SPE lawyers have just started digging into the matter. This can be viewed as a Goliath vs. David story considering that the Strause brothers shot most of their film in an apartment, with the entire film costing a fraction of what SPE has spent for a full-scale alien battle film. But Skyline created strong buzz at Comic-Con that will give it a wide release through Relativity and Universal Pictures. Battle: Los Angeles could certainly have its thunder stolen. At issue: did Hydraulx and its owners owe SPE a heads-up?

And is SPE trying to create a legal issue with a film that can't afford it, to leverage a release date change that delays Skyline.

Skyline will be released November 12 by Universal. I'm told the questions that SPE legal are asking include whether Hydraulx’s work on Battle: Los Angeles served as a springboard for Skyline, or gave the Strause brothers access to equipment that helped bolster the visual effects on their small budget film. SPE’s position is that at minimum, the Hydraulx principals should have disclosed their intention to make the rival project, to avoid any conflict of interest issues. Expect the legal letters to begin flying shortly.

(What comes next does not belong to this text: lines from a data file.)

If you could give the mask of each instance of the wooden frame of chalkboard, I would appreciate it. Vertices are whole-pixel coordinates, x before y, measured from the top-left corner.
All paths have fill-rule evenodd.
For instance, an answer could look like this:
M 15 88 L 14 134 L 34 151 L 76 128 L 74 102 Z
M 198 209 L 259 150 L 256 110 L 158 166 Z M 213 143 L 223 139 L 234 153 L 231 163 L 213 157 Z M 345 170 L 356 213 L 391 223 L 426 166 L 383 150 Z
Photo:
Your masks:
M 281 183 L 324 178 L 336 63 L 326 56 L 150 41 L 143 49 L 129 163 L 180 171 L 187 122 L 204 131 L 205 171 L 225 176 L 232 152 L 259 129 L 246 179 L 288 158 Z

A rep for the Strause issued a statement: "Any claims of impropriety are completely baseless. This is a blatant attempt by Sony to force these independent filmmakers to move a release date that has long been set by Universal and Relativity and is outside the filmmakers' control." SPE declined comment as did Relativity.

Click HERE to read the rest.

I'm no lawyer, but it sounds like Sony just wants to make sure Skyline doesn't open before their movie and is doing whatever they can to make sure it stays way out of the way. I don't see how their claims of conflict of interest could possibly hold up in court. But if I knew anything about the law I'd be a scumbag lawyer making the big bucks instead of a scumbag internet writer who works for praise and food stamps.
 
Sony has a bit of a problem with their argument - they want to say that Hydraulix should have given them a head's up in advance of working on Skyline that they were doing Battle LA, implying (as does the release dates) that Battle LA was arealdy in the works when the started Skyline. But then they want to argue that by doing Skyline it made the Battle LA movie better by giving them access to equipment/resources/etc, which somewhat implies that they started those aspects AFTER taking the contract for Skyline. And of course, Hydraulix can make the same argument - that by working on Battle LA first, the effects were better in Skyline because of the additional experience. Claiming a conflict of interest is difficult unless what they are arguing is something like "they took longer with our effects and slowed our movie down to get theirs out first", and that doesn't sound like what they are trying to say. I'm betting it's unlikely that their contract had any thing to protect Sony against something like this, and the author is right - what Sony REALLY wants is to alter the Skyline release date, which isn't going to happen. The real idiots here are Sony's lawyers for not covering this in the contract in the first place.
 
Frivolous, yes. But it does have a purpose. The lawsuit draws attention to Sony's movie and I'm sure Sony is hoping that people will want to see both movies to compare. It also covers Sony in that, when comparisons are made (which is inevitable) people will remember Sony suing and (right or wrong) state: "Well Sony's movie was actually done first so Skyline bit Battle Los Angeles".

I see it more as a publicity stunt than anything else.